Что еще отмечают едва ли не все бывшие коллеги Лебедева, так это его любовь к вербальным вариациям родного языка в той части, которая дипломатично именуется непарламентскими выражениями. Одни в указанной связи просто называют его отъявленным матерщинником, другие говорят об этом более витиевато. Так, экс-руководитель правового управления ОАО «НК “ЮКОС”» Дмитрий Гололобов поделился как-то по случаю в Интернете воспоминаниями о том, что совещания с участием Лебедева проходили в живой, интерактивной форме. При этом он констатировал, что сей «великий знаток и продвинутый пользователь живого великорусского языка» активно применял его для «сподвижения офисного планктона и подчиненных менеджеров на различные трудовые подвиги».

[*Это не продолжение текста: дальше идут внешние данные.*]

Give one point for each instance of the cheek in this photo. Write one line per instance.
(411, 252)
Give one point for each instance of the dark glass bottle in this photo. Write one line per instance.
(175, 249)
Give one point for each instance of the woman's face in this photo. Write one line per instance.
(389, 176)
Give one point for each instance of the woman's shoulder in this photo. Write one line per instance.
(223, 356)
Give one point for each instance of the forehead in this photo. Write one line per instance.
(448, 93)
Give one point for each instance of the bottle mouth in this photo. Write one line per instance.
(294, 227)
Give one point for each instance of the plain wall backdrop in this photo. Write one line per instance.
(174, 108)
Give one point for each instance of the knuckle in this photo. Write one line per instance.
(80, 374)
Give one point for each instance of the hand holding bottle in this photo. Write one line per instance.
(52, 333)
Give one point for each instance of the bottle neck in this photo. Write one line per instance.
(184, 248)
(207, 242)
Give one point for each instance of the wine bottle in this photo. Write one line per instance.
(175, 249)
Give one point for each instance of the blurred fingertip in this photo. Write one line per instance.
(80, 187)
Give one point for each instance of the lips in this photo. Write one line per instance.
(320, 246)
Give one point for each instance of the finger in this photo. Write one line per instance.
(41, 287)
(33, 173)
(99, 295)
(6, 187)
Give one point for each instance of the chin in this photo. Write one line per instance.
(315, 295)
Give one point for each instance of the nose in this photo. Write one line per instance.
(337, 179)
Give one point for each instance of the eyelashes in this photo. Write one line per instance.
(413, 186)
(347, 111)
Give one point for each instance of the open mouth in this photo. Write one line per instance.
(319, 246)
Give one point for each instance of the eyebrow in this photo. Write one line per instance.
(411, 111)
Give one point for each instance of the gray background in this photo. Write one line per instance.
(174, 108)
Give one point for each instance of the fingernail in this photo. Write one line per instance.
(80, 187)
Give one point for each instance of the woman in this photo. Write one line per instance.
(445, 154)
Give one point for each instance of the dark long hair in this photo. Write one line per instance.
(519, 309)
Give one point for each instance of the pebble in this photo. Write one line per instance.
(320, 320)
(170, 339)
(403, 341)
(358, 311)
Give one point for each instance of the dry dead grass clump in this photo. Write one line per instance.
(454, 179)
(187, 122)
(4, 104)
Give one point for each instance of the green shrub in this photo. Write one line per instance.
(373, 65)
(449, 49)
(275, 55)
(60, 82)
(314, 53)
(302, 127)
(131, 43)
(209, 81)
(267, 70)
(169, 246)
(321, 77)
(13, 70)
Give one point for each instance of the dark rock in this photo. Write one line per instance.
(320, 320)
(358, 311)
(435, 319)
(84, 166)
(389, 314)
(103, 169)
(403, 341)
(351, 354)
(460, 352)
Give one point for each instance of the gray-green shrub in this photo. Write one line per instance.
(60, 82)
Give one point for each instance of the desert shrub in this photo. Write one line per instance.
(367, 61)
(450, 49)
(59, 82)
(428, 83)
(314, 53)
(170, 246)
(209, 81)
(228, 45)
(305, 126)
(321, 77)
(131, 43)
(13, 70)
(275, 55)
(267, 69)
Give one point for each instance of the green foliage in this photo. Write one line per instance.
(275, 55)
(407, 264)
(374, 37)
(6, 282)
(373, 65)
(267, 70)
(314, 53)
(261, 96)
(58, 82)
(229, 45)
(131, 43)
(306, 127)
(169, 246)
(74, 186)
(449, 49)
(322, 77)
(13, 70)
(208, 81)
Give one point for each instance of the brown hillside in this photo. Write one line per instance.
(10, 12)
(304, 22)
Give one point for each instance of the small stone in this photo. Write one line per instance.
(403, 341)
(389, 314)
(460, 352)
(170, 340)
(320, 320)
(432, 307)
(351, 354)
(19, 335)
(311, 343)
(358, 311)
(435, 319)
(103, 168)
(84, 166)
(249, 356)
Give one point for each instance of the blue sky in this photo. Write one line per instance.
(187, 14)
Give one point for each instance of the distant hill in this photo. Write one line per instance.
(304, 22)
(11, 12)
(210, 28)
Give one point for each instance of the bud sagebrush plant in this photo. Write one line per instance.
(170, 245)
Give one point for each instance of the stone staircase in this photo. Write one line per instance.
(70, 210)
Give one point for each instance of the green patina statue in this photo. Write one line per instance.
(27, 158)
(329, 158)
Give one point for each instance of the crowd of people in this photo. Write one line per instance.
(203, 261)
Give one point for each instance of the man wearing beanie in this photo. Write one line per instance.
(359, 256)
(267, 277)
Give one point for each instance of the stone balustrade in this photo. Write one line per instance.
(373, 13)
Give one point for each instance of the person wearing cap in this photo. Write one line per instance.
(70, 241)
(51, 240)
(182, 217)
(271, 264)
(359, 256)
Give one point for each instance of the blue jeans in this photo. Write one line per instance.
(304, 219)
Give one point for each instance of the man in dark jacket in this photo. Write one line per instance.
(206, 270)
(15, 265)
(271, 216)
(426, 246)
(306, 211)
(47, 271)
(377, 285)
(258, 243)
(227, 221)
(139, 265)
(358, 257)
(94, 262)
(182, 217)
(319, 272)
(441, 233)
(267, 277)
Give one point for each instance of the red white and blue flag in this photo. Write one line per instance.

Авторству Лебедева принадлежит и запуск в серию среди своих коллег некоторой своеобразной русифицированной бизнес-терминологии. Так, аналоги известных в западной практике компаний специального назначения (special purpose entity, или SPE)[8] получили у него название «живопырок». «Термин “живопырка”» я впервые услышал от Лебедева, и впоследствии это так вошло в оборот, что этим термином стали пользоваться все» (из показаний на следствии сослуживца П. Лебедева). Для обозначения отдельных видов ценных бумаг им применялись «фантики» и «бантики».
И вот, по воле властей человек, признанный «ключевой фигурой» современной российской экономики, сподвижник Михаила Ходорковского, оказался в СИЗО ФСБ «Лефортово», где и произошло наше первое знакомство, продлившееся годы.

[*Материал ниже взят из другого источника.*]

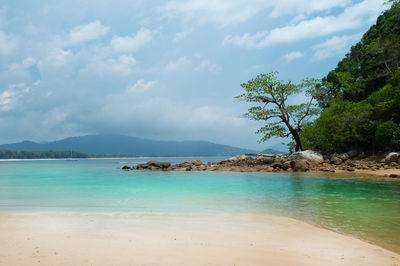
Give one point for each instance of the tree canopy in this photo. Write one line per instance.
(361, 96)
(272, 104)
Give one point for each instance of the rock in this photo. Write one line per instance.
(352, 153)
(307, 155)
(300, 166)
(392, 157)
(266, 160)
(165, 164)
(343, 156)
(237, 158)
(276, 165)
(155, 164)
(197, 163)
(336, 161)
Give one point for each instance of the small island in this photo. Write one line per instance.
(305, 161)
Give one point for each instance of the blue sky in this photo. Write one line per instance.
(160, 69)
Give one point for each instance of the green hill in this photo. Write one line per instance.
(361, 96)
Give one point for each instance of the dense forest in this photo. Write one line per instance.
(360, 98)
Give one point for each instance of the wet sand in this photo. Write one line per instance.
(177, 239)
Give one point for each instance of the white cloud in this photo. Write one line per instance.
(134, 42)
(181, 35)
(335, 46)
(140, 86)
(235, 11)
(8, 98)
(288, 7)
(289, 57)
(7, 44)
(88, 32)
(28, 62)
(58, 57)
(120, 66)
(352, 18)
(180, 64)
(208, 66)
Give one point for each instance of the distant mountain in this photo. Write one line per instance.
(272, 151)
(119, 144)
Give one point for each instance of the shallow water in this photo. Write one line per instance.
(367, 209)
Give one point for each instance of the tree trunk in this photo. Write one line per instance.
(296, 138)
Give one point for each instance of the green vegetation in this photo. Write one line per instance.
(271, 98)
(7, 154)
(361, 96)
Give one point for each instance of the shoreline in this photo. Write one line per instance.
(170, 239)
(297, 163)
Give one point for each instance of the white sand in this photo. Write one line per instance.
(128, 239)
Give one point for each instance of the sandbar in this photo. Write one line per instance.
(177, 239)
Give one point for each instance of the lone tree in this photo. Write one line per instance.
(271, 95)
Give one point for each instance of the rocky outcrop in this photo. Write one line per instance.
(308, 155)
(295, 162)
(393, 157)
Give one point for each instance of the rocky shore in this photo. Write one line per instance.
(303, 161)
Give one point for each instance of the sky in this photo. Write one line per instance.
(165, 70)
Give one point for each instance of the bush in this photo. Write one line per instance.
(387, 136)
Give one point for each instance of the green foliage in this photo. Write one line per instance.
(271, 98)
(361, 96)
(387, 135)
(339, 127)
(369, 65)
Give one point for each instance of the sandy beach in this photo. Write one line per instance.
(177, 239)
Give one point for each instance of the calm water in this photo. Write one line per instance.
(367, 209)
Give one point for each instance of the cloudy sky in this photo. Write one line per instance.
(160, 69)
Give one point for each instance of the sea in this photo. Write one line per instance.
(366, 209)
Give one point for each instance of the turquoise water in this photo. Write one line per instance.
(367, 209)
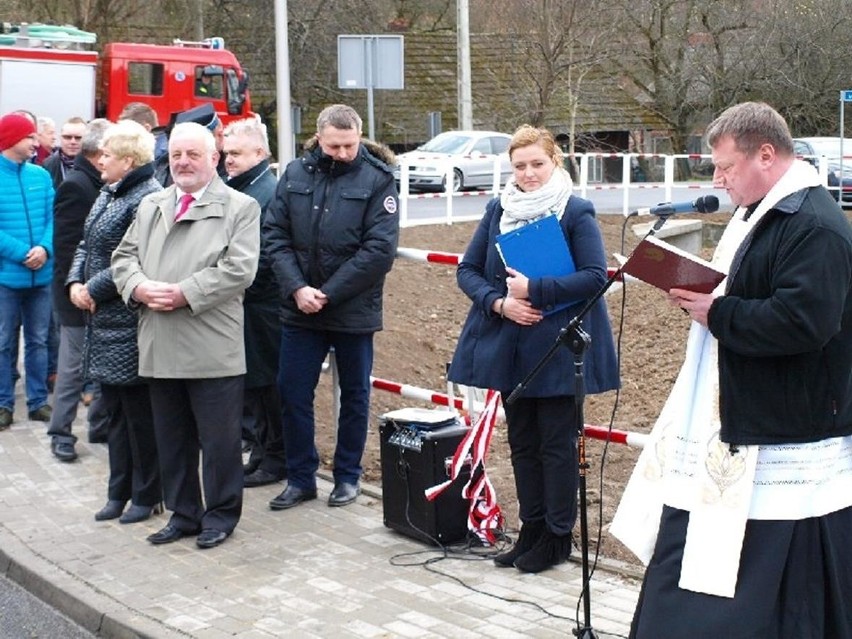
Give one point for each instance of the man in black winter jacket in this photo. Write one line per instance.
(246, 151)
(74, 198)
(332, 234)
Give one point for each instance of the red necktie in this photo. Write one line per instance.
(185, 200)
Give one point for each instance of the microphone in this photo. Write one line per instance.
(704, 204)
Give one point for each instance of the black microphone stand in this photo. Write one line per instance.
(577, 340)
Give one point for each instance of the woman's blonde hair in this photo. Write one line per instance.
(527, 135)
(129, 139)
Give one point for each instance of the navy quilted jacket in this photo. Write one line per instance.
(110, 354)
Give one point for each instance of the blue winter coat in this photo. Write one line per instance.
(26, 220)
(497, 353)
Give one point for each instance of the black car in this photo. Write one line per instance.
(826, 151)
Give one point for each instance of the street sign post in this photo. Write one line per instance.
(845, 96)
(369, 62)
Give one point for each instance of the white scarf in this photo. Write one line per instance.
(683, 464)
(522, 207)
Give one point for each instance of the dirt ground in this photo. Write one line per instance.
(424, 312)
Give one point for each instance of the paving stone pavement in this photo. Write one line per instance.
(312, 571)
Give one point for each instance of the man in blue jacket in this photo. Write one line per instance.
(26, 244)
(332, 234)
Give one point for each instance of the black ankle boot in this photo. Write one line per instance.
(527, 538)
(550, 549)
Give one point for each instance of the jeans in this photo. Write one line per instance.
(32, 306)
(302, 355)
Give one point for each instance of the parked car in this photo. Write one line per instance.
(814, 149)
(471, 154)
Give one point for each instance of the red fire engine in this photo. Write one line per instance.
(46, 69)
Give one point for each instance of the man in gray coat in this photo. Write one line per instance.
(185, 262)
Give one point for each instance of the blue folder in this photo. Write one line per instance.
(538, 250)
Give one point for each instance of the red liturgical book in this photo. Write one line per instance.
(666, 267)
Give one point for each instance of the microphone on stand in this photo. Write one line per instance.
(704, 204)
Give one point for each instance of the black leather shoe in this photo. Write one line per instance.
(40, 414)
(137, 513)
(343, 494)
(169, 533)
(292, 496)
(210, 538)
(113, 509)
(63, 451)
(97, 436)
(260, 477)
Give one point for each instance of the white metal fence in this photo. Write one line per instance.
(658, 169)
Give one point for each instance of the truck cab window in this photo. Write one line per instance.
(145, 78)
(208, 82)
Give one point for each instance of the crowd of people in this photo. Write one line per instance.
(195, 343)
(201, 296)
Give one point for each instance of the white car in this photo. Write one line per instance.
(471, 154)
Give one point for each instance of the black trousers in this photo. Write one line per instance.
(200, 418)
(134, 472)
(263, 405)
(543, 444)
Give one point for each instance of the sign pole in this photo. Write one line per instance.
(845, 96)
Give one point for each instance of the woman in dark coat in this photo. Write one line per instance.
(514, 321)
(110, 354)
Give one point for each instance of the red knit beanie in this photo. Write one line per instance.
(13, 129)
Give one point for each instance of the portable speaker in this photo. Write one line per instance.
(414, 459)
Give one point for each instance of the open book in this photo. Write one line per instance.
(665, 266)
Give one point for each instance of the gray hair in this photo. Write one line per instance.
(752, 124)
(340, 116)
(92, 136)
(251, 128)
(129, 139)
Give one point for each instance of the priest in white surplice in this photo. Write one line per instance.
(741, 501)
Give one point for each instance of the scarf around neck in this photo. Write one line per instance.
(522, 207)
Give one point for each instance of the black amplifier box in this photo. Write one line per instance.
(414, 459)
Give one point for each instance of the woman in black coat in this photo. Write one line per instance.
(513, 322)
(110, 354)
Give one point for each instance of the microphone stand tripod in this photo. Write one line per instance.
(578, 340)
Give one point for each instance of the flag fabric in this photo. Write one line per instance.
(485, 519)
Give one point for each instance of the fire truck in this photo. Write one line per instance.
(51, 71)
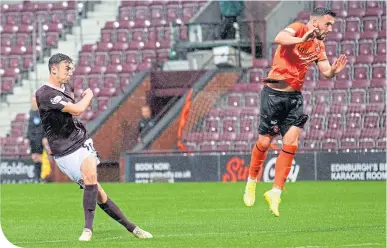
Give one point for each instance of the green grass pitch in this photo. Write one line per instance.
(313, 214)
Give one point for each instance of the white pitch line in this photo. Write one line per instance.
(62, 241)
(351, 245)
(201, 235)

Что хотелось бы отметить в первую очередь? Безусловно, глубокие познания Платона Лебедева в области финансов, бухгалтерского учета, корпоративной практики, специфики нефтедобычи и особенностей рынка нефти и нефтепродуктов. Эти совокупные знания, с одной стороны, очень помогали защите разобраться в нагромождениях выдвинутых против Ходорковского и Лебедева обвинений, а с другой – были причиной бурных негодований последнего теми невежественными утверждениями, которыми активно оперировали следователи и прокуроры.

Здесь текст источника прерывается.